Gas spoofer – UK energy regulator Ofgem has fined Engie Global Markets £2.1 mln after one of its traders engaged in ‘spoofing’ to manipulate wholesale gas prices between June and August 2016, Bloomberg reports. Spoofing involves manipulating prices by placing bids or offers to trade with no intention of executing in order to buy or sell at a higher or lower price and increase trading profits. Engie agreed to settle early and has taken measures to prevent this happening again, Ofgem said in statement
DAC deal – Switzerland’s Climeworks and Dutch firm Antecy have joined forces to advance direct air capture (DAC) technology, or “removing climate-relevant amounts of CO2 from the atmosphere”. The two DAC companies on Thursday announced that they have been discussing a collaboration since mid-2018, and in Apr. 2019 an agreement was reached to fully merge teams, technology development, brands and business activities. Climeworks has been capturing CO2 from ambient air since 2009 and has developed a portfolio of different sorbent materials, process technology, and plant designs. Antecy has been developing non-amine based sorbent materials for CO2 capture since 2010. Antecy’s relevant assets have been acquired by Climeworks and the business activities of both Antecy and Climeworks will be conducted through Climeworks. Separately, a new report published today emphasised the need for investment and policies to support markets for the use of captured carbon. The report, by the Center for Climate and Energy Solutions (C2ES), identifies policy changes needed over the coming decade to grow a diverse mix of markets for captured CO2.

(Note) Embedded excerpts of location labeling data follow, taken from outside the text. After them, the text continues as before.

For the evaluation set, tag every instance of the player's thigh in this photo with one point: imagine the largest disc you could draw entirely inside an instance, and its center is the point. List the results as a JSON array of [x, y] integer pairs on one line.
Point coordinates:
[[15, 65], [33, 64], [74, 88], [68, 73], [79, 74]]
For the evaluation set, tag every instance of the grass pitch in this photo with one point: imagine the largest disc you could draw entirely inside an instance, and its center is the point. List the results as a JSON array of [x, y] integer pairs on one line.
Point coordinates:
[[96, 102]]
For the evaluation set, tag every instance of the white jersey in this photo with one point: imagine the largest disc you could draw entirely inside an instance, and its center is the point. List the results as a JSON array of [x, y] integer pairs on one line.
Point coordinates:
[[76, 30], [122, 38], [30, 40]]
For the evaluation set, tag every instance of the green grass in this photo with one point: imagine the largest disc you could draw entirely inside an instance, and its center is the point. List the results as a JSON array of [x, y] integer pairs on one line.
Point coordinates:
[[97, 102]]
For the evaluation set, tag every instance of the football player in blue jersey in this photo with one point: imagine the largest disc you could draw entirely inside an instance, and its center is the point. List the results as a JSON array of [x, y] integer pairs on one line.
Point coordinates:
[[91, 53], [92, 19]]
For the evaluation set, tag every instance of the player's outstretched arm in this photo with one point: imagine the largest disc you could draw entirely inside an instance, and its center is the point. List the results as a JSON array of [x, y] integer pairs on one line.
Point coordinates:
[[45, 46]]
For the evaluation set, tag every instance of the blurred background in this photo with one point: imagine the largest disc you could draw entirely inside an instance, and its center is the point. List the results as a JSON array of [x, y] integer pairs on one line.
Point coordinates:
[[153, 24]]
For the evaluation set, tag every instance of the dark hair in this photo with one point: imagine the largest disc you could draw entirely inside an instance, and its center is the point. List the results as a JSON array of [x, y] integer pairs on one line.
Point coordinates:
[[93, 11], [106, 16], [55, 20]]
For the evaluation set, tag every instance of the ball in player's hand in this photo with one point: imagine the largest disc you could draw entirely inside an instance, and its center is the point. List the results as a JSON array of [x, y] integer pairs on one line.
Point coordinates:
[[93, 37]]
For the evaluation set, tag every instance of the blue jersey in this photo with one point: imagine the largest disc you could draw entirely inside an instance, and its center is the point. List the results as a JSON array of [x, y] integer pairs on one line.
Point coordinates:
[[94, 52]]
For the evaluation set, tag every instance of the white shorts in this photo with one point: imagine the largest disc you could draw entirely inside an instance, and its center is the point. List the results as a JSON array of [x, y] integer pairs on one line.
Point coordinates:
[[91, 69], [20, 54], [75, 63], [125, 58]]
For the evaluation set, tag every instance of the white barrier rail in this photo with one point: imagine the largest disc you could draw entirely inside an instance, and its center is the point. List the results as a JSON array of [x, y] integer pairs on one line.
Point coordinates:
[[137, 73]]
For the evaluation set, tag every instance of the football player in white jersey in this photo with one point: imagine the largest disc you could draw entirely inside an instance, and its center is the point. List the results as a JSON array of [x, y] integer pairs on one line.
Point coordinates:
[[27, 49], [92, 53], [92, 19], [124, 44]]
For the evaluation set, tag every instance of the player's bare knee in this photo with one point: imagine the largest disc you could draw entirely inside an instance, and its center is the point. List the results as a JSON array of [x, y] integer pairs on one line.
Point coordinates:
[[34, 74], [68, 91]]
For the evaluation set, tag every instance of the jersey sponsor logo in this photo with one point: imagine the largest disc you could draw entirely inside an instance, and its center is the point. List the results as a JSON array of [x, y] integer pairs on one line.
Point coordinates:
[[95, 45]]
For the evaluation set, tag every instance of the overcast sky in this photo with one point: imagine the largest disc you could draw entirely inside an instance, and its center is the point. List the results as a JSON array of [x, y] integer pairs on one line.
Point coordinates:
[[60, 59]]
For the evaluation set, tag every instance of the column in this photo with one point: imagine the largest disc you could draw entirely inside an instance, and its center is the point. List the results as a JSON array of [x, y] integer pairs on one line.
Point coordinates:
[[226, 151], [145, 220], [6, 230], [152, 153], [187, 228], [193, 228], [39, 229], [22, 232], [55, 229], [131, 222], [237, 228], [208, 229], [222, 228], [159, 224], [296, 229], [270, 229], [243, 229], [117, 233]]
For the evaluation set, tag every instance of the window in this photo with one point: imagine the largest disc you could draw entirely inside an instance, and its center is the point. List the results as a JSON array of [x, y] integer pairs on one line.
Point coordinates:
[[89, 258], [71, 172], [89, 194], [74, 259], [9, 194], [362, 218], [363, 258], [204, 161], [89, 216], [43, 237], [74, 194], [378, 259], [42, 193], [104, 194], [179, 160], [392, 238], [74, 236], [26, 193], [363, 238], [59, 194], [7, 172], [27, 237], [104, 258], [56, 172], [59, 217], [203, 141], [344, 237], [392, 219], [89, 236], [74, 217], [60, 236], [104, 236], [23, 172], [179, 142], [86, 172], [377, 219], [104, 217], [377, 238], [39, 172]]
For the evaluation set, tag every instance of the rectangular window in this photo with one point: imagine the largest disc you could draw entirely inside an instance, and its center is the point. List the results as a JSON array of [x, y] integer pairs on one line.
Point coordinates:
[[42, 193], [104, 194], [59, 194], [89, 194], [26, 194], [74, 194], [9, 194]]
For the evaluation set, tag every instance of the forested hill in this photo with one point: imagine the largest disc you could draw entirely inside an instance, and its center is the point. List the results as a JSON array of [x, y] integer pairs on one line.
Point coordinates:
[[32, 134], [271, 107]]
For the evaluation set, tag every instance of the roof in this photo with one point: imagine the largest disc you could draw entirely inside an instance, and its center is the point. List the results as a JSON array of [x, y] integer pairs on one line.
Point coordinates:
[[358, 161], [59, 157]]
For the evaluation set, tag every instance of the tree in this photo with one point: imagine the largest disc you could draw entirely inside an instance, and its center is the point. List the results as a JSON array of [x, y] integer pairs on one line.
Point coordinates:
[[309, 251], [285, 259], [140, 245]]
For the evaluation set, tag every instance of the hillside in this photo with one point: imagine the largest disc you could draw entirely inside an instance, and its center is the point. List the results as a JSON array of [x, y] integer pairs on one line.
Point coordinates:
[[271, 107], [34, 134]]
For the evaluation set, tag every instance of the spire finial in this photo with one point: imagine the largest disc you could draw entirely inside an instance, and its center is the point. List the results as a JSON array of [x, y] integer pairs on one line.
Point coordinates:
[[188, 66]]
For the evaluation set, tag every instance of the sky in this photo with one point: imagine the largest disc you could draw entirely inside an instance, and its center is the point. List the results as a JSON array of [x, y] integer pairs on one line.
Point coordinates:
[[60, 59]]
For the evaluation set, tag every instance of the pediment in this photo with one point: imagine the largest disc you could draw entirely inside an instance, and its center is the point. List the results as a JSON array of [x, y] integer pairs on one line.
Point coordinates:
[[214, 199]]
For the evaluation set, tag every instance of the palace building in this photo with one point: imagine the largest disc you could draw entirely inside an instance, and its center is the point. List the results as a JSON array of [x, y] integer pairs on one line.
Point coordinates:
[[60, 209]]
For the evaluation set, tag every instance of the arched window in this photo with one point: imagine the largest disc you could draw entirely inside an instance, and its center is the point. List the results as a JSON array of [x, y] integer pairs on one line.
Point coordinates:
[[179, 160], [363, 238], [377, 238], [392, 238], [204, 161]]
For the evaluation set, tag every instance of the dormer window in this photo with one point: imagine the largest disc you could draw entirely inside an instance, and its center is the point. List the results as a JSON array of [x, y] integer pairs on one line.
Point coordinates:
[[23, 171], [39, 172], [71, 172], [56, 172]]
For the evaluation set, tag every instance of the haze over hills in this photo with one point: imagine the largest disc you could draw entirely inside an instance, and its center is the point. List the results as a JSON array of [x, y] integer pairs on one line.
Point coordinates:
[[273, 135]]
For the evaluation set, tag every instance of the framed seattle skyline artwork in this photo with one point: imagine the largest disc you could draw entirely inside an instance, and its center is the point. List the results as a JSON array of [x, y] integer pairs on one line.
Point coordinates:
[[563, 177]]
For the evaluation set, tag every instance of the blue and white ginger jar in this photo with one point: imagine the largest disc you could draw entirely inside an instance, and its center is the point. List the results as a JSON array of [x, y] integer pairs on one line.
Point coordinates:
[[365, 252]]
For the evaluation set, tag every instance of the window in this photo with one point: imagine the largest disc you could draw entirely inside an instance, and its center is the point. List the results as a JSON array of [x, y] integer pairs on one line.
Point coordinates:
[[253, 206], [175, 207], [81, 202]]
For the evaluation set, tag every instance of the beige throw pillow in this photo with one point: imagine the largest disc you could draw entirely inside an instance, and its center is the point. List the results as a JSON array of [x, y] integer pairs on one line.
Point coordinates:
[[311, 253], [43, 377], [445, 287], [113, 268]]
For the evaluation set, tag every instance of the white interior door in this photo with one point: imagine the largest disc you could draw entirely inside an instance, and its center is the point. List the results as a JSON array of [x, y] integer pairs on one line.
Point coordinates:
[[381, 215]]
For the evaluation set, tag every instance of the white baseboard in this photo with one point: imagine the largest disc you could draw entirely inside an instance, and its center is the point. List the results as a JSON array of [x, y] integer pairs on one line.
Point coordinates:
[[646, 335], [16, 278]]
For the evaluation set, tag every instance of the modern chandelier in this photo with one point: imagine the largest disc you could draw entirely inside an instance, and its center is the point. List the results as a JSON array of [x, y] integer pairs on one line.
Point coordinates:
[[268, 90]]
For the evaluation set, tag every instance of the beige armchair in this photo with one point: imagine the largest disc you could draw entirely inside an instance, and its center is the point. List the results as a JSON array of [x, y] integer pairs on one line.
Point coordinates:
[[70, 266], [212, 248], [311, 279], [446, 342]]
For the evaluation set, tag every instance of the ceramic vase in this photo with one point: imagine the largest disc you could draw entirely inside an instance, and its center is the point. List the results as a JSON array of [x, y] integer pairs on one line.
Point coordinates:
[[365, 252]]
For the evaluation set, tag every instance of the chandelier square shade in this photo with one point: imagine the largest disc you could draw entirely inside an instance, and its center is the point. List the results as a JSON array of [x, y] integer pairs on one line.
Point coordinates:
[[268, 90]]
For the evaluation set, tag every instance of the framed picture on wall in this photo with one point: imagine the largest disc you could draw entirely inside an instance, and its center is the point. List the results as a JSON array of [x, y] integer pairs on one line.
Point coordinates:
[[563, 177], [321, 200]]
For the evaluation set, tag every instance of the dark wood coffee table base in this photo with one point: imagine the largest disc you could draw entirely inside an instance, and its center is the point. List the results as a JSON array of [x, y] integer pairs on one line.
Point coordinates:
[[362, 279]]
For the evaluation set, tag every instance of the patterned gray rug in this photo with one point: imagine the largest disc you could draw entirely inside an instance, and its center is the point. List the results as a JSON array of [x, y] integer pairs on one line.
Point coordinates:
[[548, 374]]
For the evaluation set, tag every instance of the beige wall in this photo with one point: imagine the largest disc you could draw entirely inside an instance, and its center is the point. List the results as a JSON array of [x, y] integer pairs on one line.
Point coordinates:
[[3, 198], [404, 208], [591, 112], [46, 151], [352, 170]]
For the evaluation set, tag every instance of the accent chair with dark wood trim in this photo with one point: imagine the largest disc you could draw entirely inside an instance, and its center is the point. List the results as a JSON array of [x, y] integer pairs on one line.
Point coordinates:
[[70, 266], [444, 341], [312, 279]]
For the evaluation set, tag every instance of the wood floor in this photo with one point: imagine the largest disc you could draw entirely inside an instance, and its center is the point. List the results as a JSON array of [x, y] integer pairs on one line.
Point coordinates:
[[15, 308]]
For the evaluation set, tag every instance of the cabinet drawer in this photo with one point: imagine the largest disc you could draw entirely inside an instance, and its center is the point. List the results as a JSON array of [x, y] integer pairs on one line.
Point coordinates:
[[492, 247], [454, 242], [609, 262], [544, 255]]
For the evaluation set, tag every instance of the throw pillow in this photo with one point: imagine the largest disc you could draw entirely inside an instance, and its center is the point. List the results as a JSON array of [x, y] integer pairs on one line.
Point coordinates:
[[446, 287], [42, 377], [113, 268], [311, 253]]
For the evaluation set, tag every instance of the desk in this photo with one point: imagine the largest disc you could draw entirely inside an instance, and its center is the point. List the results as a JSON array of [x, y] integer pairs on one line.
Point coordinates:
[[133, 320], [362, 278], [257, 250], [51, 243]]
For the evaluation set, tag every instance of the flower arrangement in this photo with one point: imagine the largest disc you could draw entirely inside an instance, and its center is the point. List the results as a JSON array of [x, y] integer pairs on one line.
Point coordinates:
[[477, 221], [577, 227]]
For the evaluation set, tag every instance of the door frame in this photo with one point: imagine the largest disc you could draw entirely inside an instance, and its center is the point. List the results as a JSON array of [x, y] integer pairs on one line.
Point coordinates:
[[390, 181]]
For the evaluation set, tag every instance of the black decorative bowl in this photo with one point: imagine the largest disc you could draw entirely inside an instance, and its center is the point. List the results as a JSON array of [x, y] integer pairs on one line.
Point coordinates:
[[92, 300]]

And finally… You gotta believe – A majority of Canadians in every single riding believe the climate is changing, according to The Conversation. The highest percentage is in Halifax with 93% of the public. And a majority of Canadians in all but three ridings think their province has already experienced the impacts of climate change, with Quebec coming in top at 79%. Canadians also want to see the government take the climate threat seriously, with a majority of voters supporting emissions trading. Carbon taxation is more divisive though, yet more people support carbon taxation than don’t in 88% of Canadian ridings.